Pausing, outside in the cool air, he played with the bottle in his pocket. He considered taking a pill. He was concerned that he might be building an infrastructure of undesirable memories. They would exist his entire life, insidiously subverting his friendships. There was relief in his pocket. But if he waited...

….

You're home early,” Mneme said to him.

We finished quickly and decided not to go to the movie,” Manasses said, not focusing on the conversation, still considering the events of the night.

You're lying to me,” she said.

Of course I'm not.”

Why must you lie?”

Because you boxed me into it!” he half-lied, frustration gripping his body from brain to bowels.

Please take your pill,” said a tinny voice.

Sitting on the couch together, they both took out their bottles. Mneme looked sadly at Manasses as she saw his eager face. With one hand clasping the pill in a fist she threw her around arms his neck as tears flowed down her cheeks.

Please take your pill,” said a tinny voice.

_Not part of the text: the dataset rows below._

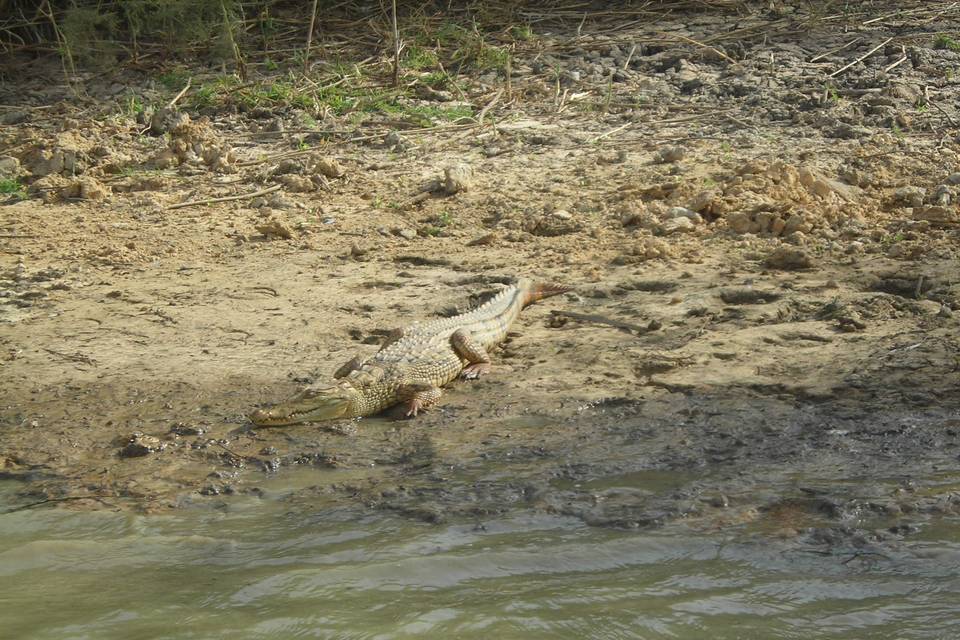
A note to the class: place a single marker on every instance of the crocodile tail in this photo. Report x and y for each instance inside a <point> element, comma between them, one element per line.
<point>540,290</point>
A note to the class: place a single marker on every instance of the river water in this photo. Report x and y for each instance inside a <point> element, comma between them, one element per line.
<point>282,566</point>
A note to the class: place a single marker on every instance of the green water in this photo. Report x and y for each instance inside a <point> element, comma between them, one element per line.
<point>287,567</point>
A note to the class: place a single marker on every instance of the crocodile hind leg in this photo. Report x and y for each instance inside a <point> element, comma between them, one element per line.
<point>422,396</point>
<point>390,337</point>
<point>473,352</point>
<point>347,367</point>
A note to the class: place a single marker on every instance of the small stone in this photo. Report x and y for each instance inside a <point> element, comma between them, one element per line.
<point>297,184</point>
<point>395,141</point>
<point>683,212</point>
<point>457,178</point>
<point>184,429</point>
<point>909,196</point>
<point>678,225</point>
<point>704,202</point>
<point>139,445</point>
<point>9,167</point>
<point>275,228</point>
<point>486,239</point>
<point>670,154</point>
<point>740,222</point>
<point>85,188</point>
<point>330,168</point>
<point>943,196</point>
<point>789,259</point>
<point>936,214</point>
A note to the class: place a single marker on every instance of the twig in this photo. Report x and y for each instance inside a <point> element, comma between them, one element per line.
<point>73,357</point>
<point>490,104</point>
<point>832,51</point>
<point>396,45</point>
<point>861,58</point>
<point>894,65</point>
<point>941,110</point>
<point>177,97</point>
<point>611,132</point>
<point>242,196</point>
<point>598,319</point>
<point>31,505</point>
<point>306,54</point>
<point>700,44</point>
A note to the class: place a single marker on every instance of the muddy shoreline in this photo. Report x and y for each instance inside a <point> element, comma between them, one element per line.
<point>762,333</point>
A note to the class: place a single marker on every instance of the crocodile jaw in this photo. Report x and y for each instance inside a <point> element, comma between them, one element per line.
<point>313,404</point>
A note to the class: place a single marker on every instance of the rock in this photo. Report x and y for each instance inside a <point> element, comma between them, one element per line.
<point>288,165</point>
<point>943,196</point>
<point>275,228</point>
<point>909,196</point>
<point>139,445</point>
<point>683,212</point>
<point>163,120</point>
<point>486,239</point>
<point>850,321</point>
<point>763,221</point>
<point>789,259</point>
<point>848,131</point>
<point>797,222</point>
<point>85,188</point>
<point>297,184</point>
<point>704,202</point>
<point>937,214</point>
<point>9,167</point>
<point>395,141</point>
<point>60,161</point>
<point>184,429</point>
<point>634,214</point>
<point>329,168</point>
<point>14,117</point>
<point>825,187</point>
<point>740,222</point>
<point>670,154</point>
<point>645,249</point>
<point>163,159</point>
<point>457,178</point>
<point>678,225</point>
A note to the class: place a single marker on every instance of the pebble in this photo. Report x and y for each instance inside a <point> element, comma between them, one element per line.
<point>789,259</point>
<point>909,196</point>
<point>678,225</point>
<point>457,178</point>
<point>670,154</point>
<point>9,167</point>
<point>140,445</point>
<point>330,168</point>
<point>683,212</point>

In that moment she was reminded not of any argument, but of a hamster she had owned when she was small. It had been her constant comfort through preschool. And then one day it wasn't there anymore. She knew now that she had forgotten it. All argument, all suffering, gone in an instant with a single movement of the throat. She wouldn't do it.

But Manasses squeezed her back, and with a smile said, “I love you.”

Then, as they gazed upon one another, they reached up, each placed the pill upon tongue, and swallowed simultaneously.